And if his grandfather was, in fact, dying, if this really was the end of the only family Dario knew—however inadequate it had been over the years—he knew that what he really wanted was for the old man to meet this small, wild boy with a Di Sione face and his mother’s eyes. Even if it was only the once.
“What is it?” There was a frown in Anais’s voice, if not on her face, as she slid the last pancake onto Damian’s plate and then directed him to the kitchen island to eat. “You look as if there were ghosts out there on your run.”
“No ghosts,” he said, still not sounding like himself.
Or maybe it was that he’d known exactly who he was for six long years. He’d reveled in that definition and he’d convinced himself it was the truth of not only who he was, but who he could ever become.
And now he had no idea how he’d ever been happy with that.
Because he understood, standing there sweaty and thrown in the room in his home he used the least, watching a domestic scene that should have turned his stomach, that he’d never be happy like that again. That it hadn’t been happiness, that in-between state he’d lived in all those years.
Everything had changed that day in Hawaii. Everything was different.
Him most of all. “Not just yet.”
ANAIS HAD ONLY the vaguest memories of the Di Sione estate out in the Hamptons from her scant few visits way back when, but the old man who was the center of the family and the great house’s patriarch had remained larger than life in her mind all this time.
Giovanni was exactly as she remembered him, if significantly more frail. He sat in an armchair in one of the drawing rooms of the grand old house, covered in a thick blanket, though the September day outside was warm. And he smiled as they walked in to greet him, that same old glint Anais remembered making his eyes seem much too bright for a man said to be on the brink of death.
“I should have told the world I was dying thirty years ago,” Giovanni said, his voice more feeble than Anais remembered it, making the possibility of his death seem much more real, suddenly. “It brings you all running.” His canny gaze shifted to Anais, then down to Damian in front of her. “And with such gifts.”
“This is Damian,” she said, smiling at the old man who she could never remember being anything but kind to her, no matter that her relationship with his grandson had been a mad little whirlwind with an unhappy ending. Then she smiled down at her son, taking her hand from his shoulder as she did. “Damian, this is your great-grandfather.”
She thought her heart might burst wide open when her self-possessed little boy walked right up to the oldest man he’d likely ever seen and held out his hand, very much like the man she knew he’d one day become. And this time, there was someone to share that sort of wild maternal pride. This time, she caught Dario’s eye and was sure he saw the same thing she did—maybe even felt it himself.
That unexpected moment of communion shook her, deep and hard, making her bones ache.

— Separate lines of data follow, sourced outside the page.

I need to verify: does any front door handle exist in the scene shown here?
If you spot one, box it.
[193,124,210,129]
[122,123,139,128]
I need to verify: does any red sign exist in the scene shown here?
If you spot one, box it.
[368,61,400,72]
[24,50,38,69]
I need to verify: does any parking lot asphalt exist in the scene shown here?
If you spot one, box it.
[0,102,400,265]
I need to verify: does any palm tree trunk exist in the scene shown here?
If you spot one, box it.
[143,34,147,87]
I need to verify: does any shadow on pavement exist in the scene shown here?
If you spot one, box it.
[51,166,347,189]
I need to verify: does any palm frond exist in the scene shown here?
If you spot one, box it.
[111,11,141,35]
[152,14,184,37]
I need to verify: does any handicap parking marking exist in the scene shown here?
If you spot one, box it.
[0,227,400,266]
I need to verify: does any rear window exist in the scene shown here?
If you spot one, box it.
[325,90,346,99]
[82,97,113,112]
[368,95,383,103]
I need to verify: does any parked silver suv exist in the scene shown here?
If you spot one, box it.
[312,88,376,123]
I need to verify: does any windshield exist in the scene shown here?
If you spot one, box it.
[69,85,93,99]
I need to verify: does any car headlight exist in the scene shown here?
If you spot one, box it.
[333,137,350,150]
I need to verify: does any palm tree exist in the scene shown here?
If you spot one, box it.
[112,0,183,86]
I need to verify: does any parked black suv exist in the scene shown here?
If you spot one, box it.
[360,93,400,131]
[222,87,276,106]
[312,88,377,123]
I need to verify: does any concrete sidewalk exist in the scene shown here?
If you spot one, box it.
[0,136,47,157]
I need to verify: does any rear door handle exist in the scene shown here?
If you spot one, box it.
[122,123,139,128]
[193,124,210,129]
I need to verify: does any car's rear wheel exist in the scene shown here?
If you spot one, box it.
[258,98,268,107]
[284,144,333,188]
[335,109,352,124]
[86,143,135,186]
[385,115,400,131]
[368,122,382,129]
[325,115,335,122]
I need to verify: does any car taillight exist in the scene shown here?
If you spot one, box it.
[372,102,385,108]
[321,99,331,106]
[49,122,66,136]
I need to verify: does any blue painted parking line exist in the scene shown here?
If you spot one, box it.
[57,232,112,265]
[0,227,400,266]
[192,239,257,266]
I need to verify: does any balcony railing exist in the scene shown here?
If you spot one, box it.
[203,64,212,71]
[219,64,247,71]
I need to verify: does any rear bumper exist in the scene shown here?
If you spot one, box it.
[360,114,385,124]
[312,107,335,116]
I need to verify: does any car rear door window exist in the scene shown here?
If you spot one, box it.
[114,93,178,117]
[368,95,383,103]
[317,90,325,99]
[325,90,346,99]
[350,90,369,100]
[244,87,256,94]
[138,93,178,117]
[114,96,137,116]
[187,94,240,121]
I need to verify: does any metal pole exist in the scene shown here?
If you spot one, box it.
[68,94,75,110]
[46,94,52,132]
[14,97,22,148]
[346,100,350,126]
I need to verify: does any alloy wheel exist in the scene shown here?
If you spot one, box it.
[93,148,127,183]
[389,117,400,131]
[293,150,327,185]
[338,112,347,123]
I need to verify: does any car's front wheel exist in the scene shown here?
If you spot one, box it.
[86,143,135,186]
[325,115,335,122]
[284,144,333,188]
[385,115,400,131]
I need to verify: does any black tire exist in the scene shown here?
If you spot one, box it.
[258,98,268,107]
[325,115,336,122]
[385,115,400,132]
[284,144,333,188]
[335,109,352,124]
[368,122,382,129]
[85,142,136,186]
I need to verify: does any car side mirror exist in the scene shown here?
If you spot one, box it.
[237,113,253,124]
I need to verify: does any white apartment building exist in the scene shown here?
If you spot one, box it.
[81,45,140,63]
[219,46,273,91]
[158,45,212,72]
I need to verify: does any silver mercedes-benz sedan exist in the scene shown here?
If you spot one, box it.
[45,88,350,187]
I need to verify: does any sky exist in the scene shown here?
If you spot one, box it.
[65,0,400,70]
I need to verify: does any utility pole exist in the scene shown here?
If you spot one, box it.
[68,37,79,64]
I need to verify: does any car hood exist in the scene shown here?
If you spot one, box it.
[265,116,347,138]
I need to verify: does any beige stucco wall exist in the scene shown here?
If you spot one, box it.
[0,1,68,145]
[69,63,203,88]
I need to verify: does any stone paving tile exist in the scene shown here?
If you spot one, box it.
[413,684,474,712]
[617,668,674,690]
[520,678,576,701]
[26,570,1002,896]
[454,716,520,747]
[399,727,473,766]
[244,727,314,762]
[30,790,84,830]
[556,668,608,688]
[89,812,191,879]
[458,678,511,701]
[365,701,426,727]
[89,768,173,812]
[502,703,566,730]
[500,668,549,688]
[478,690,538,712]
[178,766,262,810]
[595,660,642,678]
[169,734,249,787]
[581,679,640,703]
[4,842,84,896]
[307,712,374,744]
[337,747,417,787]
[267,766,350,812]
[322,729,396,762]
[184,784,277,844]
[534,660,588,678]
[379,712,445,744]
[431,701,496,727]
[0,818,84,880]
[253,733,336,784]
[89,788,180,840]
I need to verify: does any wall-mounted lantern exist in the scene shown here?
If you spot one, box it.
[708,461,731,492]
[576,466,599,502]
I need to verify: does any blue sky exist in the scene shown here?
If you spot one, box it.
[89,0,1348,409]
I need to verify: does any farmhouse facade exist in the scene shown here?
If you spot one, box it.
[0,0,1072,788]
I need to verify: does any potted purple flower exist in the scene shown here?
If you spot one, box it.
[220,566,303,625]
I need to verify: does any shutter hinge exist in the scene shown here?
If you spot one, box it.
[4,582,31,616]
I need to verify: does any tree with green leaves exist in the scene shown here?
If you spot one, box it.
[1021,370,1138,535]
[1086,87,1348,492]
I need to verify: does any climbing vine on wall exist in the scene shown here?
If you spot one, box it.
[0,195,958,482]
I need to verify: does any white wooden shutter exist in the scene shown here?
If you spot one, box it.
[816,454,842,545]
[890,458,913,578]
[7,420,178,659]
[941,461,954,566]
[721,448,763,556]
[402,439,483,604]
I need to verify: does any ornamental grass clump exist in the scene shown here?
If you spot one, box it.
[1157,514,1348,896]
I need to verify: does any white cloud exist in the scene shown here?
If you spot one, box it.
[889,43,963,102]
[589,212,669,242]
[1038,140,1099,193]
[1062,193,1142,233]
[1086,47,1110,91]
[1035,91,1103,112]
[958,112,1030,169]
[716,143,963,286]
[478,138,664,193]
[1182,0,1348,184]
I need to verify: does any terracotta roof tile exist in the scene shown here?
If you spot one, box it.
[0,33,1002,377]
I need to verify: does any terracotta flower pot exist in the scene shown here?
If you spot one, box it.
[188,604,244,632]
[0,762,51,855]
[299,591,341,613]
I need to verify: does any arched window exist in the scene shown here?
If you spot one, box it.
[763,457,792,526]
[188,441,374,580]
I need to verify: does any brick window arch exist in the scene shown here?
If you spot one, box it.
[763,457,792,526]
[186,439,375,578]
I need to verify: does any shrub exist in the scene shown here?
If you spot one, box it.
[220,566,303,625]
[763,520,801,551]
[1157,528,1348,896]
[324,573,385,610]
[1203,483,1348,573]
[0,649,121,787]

“It’s nice to meet you, young man,” Giovanni said with an extra bit of solemnity in his voice, as if speaking to the future man instead of the current boy. But he looked at Dario when he continued, and that glint in his eye seemed more pronounced. “Very nice indeed.”
“Behave,” Dario told him as Anais took a seat on the couch opposite Giovanni. Her stomach flipped over and she realized it was because there was actual laughter in Dario’s voice. It made him sound like a different person. It made him sound alive. It made him sound like that young man who’d chased her out of the Columbia University library on a gray winter’s afternoon and had talked her into having coffee with him when she’d been convinced he was playing a trick on her. “Or I won’t give you the earrings you sent me halfway across the planet to fetch for you.”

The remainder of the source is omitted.